Rather, it feels to me like I have used this as a crutch, and it is time to put that crutch away. That this process will necessarily be difficult and painful in no respect means it should not be done. I have to learn to walk, either again, or more likely for the first time.
Still, I do continue to want to share some ideas from time to time, and here is one.
A few days ago I was doing my Kum Nye practice after watching Jim Jarmusch’s “Mystery Train”, which is billed as a comedy, but which is quite serious in its own way. He deals continually with outsiders, with qualitative outliers, with people external to whatever system they find themselves in.
And for me there is an affect to this sense of rootlessness.

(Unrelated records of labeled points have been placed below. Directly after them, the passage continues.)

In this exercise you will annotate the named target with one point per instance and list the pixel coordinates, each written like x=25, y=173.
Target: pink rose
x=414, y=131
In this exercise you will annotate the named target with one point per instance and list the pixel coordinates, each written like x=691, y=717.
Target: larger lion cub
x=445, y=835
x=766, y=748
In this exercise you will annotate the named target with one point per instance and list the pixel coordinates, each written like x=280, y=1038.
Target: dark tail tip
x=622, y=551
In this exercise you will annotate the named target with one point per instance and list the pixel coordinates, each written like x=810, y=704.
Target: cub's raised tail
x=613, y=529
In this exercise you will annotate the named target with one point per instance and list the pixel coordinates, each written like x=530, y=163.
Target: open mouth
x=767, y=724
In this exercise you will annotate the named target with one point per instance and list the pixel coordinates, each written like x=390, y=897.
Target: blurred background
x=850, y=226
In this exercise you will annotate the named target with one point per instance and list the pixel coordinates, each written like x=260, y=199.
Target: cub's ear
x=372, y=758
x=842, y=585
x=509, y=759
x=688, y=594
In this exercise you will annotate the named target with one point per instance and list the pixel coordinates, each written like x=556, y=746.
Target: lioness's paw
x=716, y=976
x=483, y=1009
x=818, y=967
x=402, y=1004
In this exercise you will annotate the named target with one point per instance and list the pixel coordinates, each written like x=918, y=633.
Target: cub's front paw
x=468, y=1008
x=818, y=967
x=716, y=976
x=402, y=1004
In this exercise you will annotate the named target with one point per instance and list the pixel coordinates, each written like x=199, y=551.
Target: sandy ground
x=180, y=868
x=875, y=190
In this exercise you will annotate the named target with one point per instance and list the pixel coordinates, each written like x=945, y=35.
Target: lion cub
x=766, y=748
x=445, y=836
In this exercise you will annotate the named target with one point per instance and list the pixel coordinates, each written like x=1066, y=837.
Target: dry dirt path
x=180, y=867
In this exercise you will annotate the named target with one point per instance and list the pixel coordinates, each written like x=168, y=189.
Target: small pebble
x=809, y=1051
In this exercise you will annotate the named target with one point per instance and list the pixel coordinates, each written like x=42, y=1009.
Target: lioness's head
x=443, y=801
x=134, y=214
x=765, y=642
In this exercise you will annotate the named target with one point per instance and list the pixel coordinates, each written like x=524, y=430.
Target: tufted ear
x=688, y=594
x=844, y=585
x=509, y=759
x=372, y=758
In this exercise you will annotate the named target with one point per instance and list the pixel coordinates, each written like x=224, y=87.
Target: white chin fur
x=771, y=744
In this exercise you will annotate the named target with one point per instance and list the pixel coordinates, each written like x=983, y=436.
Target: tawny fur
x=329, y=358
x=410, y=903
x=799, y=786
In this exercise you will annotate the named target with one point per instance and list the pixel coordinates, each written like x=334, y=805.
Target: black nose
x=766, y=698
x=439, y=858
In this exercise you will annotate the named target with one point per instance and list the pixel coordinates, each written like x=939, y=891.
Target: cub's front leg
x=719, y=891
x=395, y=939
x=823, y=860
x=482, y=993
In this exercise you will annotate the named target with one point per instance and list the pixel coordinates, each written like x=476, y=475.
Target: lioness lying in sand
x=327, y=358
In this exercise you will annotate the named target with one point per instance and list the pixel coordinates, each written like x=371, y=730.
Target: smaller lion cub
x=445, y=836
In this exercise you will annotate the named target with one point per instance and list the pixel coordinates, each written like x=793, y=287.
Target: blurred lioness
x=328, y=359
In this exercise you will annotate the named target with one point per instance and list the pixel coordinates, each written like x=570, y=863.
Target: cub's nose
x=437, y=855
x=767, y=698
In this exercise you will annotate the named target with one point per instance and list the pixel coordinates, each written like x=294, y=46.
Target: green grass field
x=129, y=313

I remember the feeling-tones of the 1980’s, the sense of fear, the emergence of punk rock, the wondering what is or could be next. These feelings were very much on the cultural surface, or so it seemed to me.
They seem now to have gone underground, but I think if you look at the fierceness with which leftists cling to their falsified religion, or the attendance numbers of horror films, what I think we will find is that we have almost collectively decided not to talk about certain things, to not feel certain things openly, to not go too deep.
And yet there is this feeling current which remains, and perhaps grows stronger for not having been consciously seen, not consciously felt. I feel it. I sense it.
And it occurred to me that my meditations have to include this cultural element, this “verworfenheit”, this anomie and nameless fear.
And then it occurred to me that ALL genuine spiritual paths have to go through a trackless place, where all the old signifiers fall away, where there is no form, there are no reference points, where there is a sense of universal and complete loss, and sense of being lost. “The dark night of the soul”, as I think St. John of the Cross called it.
The Buddha had to traverse modernity. So did Jesus, and Lao Tze. Nothing has changed, really, except the scale of the problem.
In the Buddha’s time, society was organized around tribes and clans and families. When he left his home, he was a nobody to everybody. When he sat under the tree and felt alone and abandoned, confused, hungry, and fearful, nobody comforted him.
The task of deep growth is indeed a daunting one. But it is all the more magnificent for it. Thank God it is not too easy. All of us have been given the chance at a great, noble victory.